Tax-free scholarships to employees or their kids provided through employer-related 501(c)(3) private foundations aren’t new. Additionally, they aren’t limited to companies with deep pockets. Your scholarships can be as modest as you choose. All you need to do is e-file an application for tax-exempt status, set up the foundation, fund the scholarship and establish the rules for recipients.

However, setting the rules for granting scholarships can be tricky. If done wrong, your foundation can lose its tax-exempt status, and those scholarships may become taxable income to employees and the company.

Good thing, where have you gone?

The qualities that make a good employee—enthusiasm, leadership, efficiency, dedication, and wanting the company to succeed—are not the benchmarks employer-related foundations should use to decide who gets scholarships.

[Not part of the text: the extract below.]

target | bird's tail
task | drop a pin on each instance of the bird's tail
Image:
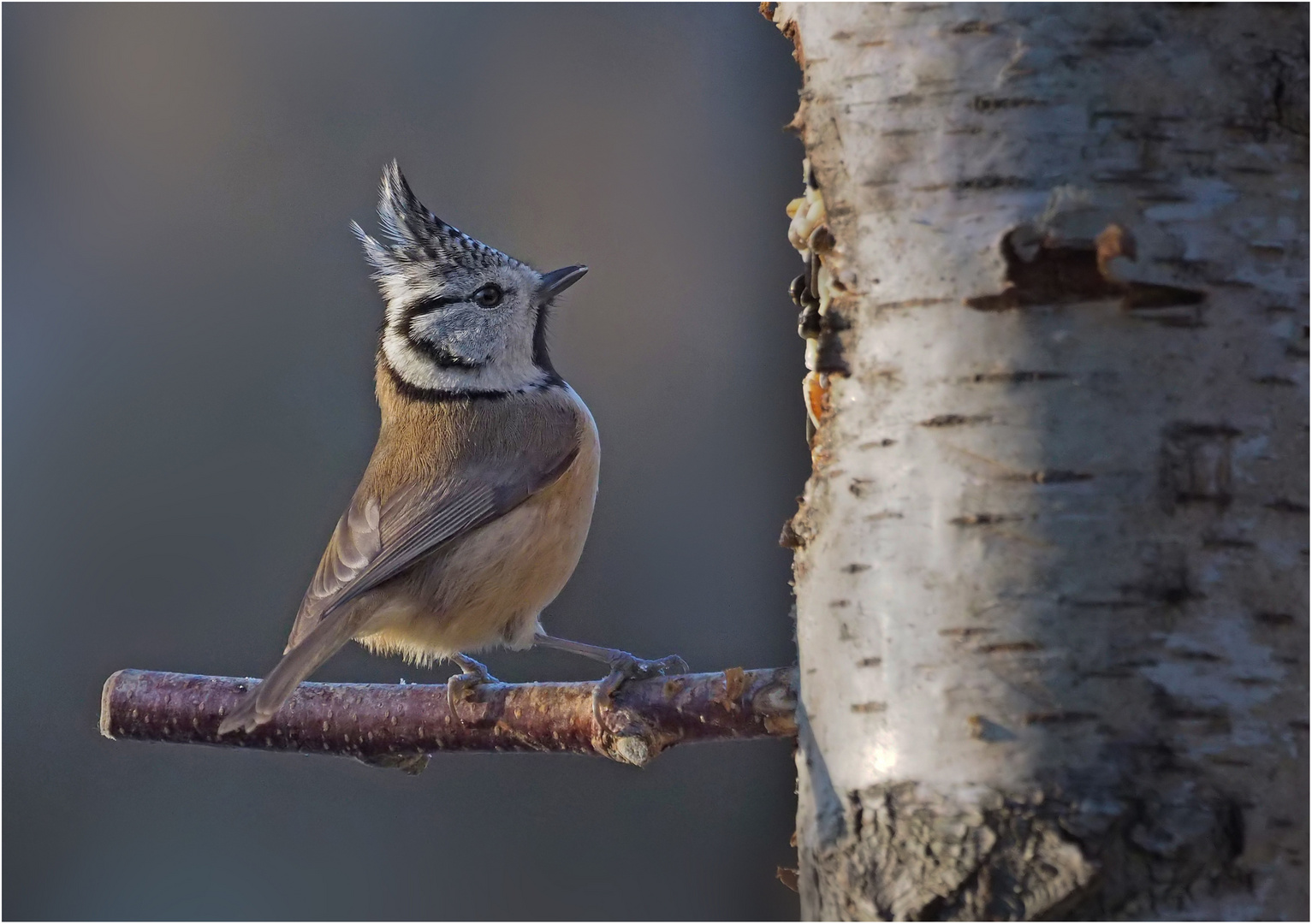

Case in point: Employees had to meet certain job performance standards, including the above criteria, to receive a scholarship from an employer-related foundation. Applications were preselected by employees’ managers, with a board of directors making the final decision.

The foundation was audited. During the closing conference, had concerns that the foundation was granting scholarships to retain employees. Instead of denying it, the treasurer responded, “Well, isn’t that a good thing?”

BP Handbook D

Well, no. The revenue agent recommended that the foundation lose its tax-exempt status. IRS: The scholarships are compensatory in nature and provide a substantial private benefit to the foundation and the employer.

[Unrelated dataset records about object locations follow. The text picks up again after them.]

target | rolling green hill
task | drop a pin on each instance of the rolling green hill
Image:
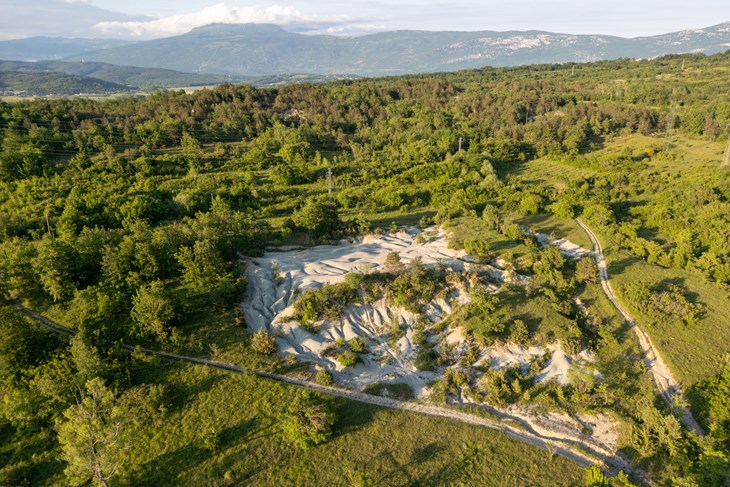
(48, 84)
(261, 49)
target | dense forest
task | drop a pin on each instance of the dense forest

Unaddressed by this ruling is the related issue of whether the scholarships were taxable. Although the tax status of the scholarships would need to be evaluated separately and by a different auditor, they would likely be fully taxable because of the employer-employee relationship.

Back to school

To pass muster, foundations providing employer-related scholarships must satisfy these conditions:

  • No one involved—the employer, the foundation, or anyone else—can use a scholarship program to recruit or retain employees or to induce employees to follow a course of action sought by the employer.
  • The selection of scholarship recipients is made by a committee independent of the foundation and the employer.
  • Recipients’ selection is based on substantially objective standards, including prior academic performance, performance on tests measuring ability and aptitude for higher education, recommendations from instructors or others not related to the potential recipients, financial need, and conclusions drawn from personal interviews.
  • The scholarships continue even if employees terminate their employment.
  • The courses of study don’t particularly benefit the employer or the foundation.
  • The scholarship and the courses of study meet the requirements of IRC § 117—it’s limited to tuition and related expenses.
  • Scholarships to employees’ children don’t exceed 25% of the number of children who are eligible and were considered by the selection committee or 10% of the number of scholarships awarded to children, regardless of whether they applied, or to 10% of the number of employees who were eligible and were considered by the selection committee.

Get smart

Employees value education benefits. If you want to offer an education benefit, offer an IRC § 127 educational assistance plan. These plans are easier to administer since you don’t need to set up any foundation to do it, but employee benefits are limited.